Case study B: Sex discrimination in employment#

  • Same data as earlier, with additional features:

    1. Age (years)

    2. Educ (years)

    3. Exper (months)

    4. Senior (months)

    5. Sal77 (salary in 1977 – used for a different analysis in the book)

Salary data#

url = 'https://raw.githubusercontent.com/StanfordStatistics/stats191-data/main/Sleuth3/discrim_employment.csv'
salary = read.table(url, sep=',', header=TRUE)
head(salary)
A data.frame: 6 × 7
BsalSal77SexSeniorAgeEducExper
<int><int><chr><int><int><int><dbl>
1504012420Male963291514.0
2630012060Male823571572.0
3600015120Male673151535.5
4600016320Male973541224.0
5600012300Male663511256.0
6684010380Male923741541.5

Model selection#

  • In a given regression situation, there are often many choices to be made.
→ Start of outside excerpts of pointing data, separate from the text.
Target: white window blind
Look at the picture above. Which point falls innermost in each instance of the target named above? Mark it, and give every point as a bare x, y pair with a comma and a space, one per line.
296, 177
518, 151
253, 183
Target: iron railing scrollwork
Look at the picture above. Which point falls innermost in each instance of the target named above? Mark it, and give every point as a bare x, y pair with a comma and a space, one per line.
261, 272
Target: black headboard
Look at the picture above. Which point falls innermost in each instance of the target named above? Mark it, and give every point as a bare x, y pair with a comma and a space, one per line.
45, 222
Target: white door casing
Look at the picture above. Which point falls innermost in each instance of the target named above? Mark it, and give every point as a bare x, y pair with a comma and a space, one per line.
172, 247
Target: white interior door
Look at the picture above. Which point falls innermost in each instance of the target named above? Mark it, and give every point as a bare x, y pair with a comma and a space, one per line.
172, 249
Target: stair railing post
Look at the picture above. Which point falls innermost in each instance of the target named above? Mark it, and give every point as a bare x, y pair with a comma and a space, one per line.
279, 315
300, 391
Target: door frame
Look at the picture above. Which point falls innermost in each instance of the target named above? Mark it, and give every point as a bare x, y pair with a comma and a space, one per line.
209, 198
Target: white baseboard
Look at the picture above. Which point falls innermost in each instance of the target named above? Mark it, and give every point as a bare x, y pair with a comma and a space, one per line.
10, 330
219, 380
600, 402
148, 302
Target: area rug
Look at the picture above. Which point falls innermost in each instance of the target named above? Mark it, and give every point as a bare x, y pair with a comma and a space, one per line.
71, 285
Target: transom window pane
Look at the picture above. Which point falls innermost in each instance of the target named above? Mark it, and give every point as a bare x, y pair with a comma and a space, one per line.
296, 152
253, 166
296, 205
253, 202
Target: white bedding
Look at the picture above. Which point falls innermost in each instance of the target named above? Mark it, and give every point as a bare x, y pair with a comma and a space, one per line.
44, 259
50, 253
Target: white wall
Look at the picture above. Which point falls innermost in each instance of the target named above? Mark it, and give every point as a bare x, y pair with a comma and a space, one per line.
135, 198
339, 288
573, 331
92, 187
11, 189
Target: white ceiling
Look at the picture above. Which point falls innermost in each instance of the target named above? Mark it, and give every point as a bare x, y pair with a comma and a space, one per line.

Recall our usual setup (with intercept)

(28)#\[\begin{equation} Y_{n \times 1} = X_{n \times (p+1)} \beta_{(p+1) \times 1} + \epsilon_{n \times 1}. \end{equation}\]
  • Any subset \(A \subset \{1, \dots, p\}\) yields a new regression model

(29)#\[\begin{equation} {\cal M}(A): Y_{n \times 1} = X[,A] \beta[A] + \epsilon_{n \times 1} \end{equation}\]

Why model selection?#

Possible goals in the SAT data#

  • States with low Takers typically have high Rank

  • Beyond this effect, what is important for understanding variability in SAT scores?

  • Maybe want a parsimonious model.

General problem & goals#

  • When we have many predictors (with many possible interactions), it can be difficult to formulate a good model from outside considerations.

  • Which main effects do we include?

  • Which interactions do we include?

  • Model selection procedures try to simplify / automate this task.

General comments#

  • This is generally an “unsolved” problem in statistics: there are no magic procedures to get you the “best model” or “correct model”.

  • Inference after selection is full of pitfalls!

General approach#

  • To “implement” a model selection procedure, we first need a criterion / score / benchmark to compare two models.

  • Given a criterion, we also need a search strategy.

Search strategies#

  • Exhaustive: With a limited number of predictors, it is possible to search all possible models.

  • Sequential: Select a model in a sequence of steps.

Exhaustive search (leaps in R)#

Candidate criteria#

  • \(R^2\): not a good criterion. Always increase with model size \(\implies\) “optimum” is to take the biggest model.

  • Adjusted \(R^2\): better. It “penalized” bigger models. Follows principle of parsimony / Occam’s razor.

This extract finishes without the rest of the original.